Restructuring for Independence
In a wide-ranging discussion, Microsoft AI chief Mustafa Suleyman described how the company has spent the past eighteen months reorienting its artificial intelligence efforts. The goal is to build frontier-level systems internally rather than relying solely on external partners. This adjustment follows a new commercial agreement with OpenAI completed last October that preserved access to existing models while explicitly allowing Microsoft to pursue superintelligence on its own.
Suleyman explained that the internal reorganization created a dedicated Superintelligence team and the necessary compute clusters. The change enabled focused work on next-generation models across modalities. Seven new systems were unveiled at the recent Build conference, reflecting progress on that independent path. The emphasis remains on long-term sustainability instead of short-term dependency on any single external source of intellectual property.
I mean, superintelligence is coming. I think it’s just around the corner. And so I think it’s going to be basically the most valuable technology of all time. There’s sort of no way that, long-term, we could be structurally dependent on a third party for providing that IP for all eternity.
Enterprise Focus Amid Consumer Skepticism
Suleyman acknowledged growing public unease with AI, particularly among younger users who report increasing antipathy despite heavier usage. He argued that the industry has yet to deliver consumer products whose benefits clearly outweigh concerns over data use and infrastructure demands. In contrast, enterprise adoption shows clearer product-market fit because companies already control the data and repeatable processes that models can optimize.
Microsoft’s distribution advantage in enterprise software remains unmatched, with nearly all Fortune 500 companies relying on its cloud and productivity platforms. Suleyman stressed that this reach obliges the company to develop its own high-quality models tailored to business needs rather than simply reselling third-party systems. The strategy prioritizes measurable productivity gains in coding, analysis, and workflow automation over speculative consumer features.
Defining Superintelligence and Its Timeline
The conversation clarified distinctions among artificial general intelligence, superintelligence, and the singularity. AGI represents parity with average human performance across most tasks. Superintelligence goes further by exceeding that performance and generating novel knowledge independently. The singularity, in Suleyman’s view, lies decades ahead and involves recursive self-improvement at an accelerating rate.
He noted that current transformer-based architectures continue to deliver gains through additional compute and data, yet further breakthroughs will likely be required to reach true superintelligence. Microsoft’s new MAI-Thinking-1 model demonstrates progress in reasoning benchmarks without relying on distillation from other labs, underscoring the commitment to original research. The company also released specialized models for transcription, imaging, and code that rank among the strongest available.
We want AIs to be controllable, contained, accountable, aligned tools that serve humanity. That’s the project of humanist superintelligence.

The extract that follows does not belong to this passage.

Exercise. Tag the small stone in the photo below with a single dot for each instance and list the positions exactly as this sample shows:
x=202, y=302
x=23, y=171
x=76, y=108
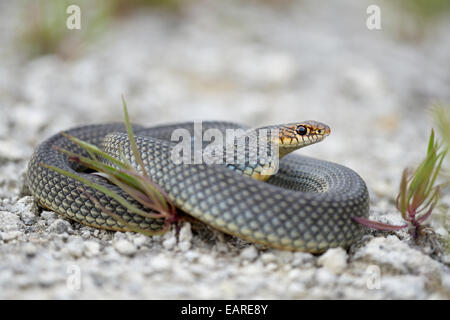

Governance and Public Permission
Suleyman repeatedly returned to the need for social license. He pointed out that Microsoft has maintained its net-zero commitments and designed new data centers for liquid cooling and renewable power. Local communities affected by increased electricity demand are to receive compensation to avoid price spikes. These measures reflect an understanding that infrastructure expansion requires ongoing public consent.
The executive framed the broader debate as one of purpose: technology should make people healthier, smarter, and more capable. When systems fail that test, resistance is predictable and justified. Microsoft’s recent partnership with Mayo Clinic to co-train a health-focused foundation model illustrates the preferred direction—applying advanced AI to domains with clear societal benefit while remaining attentive to accountability and oversight.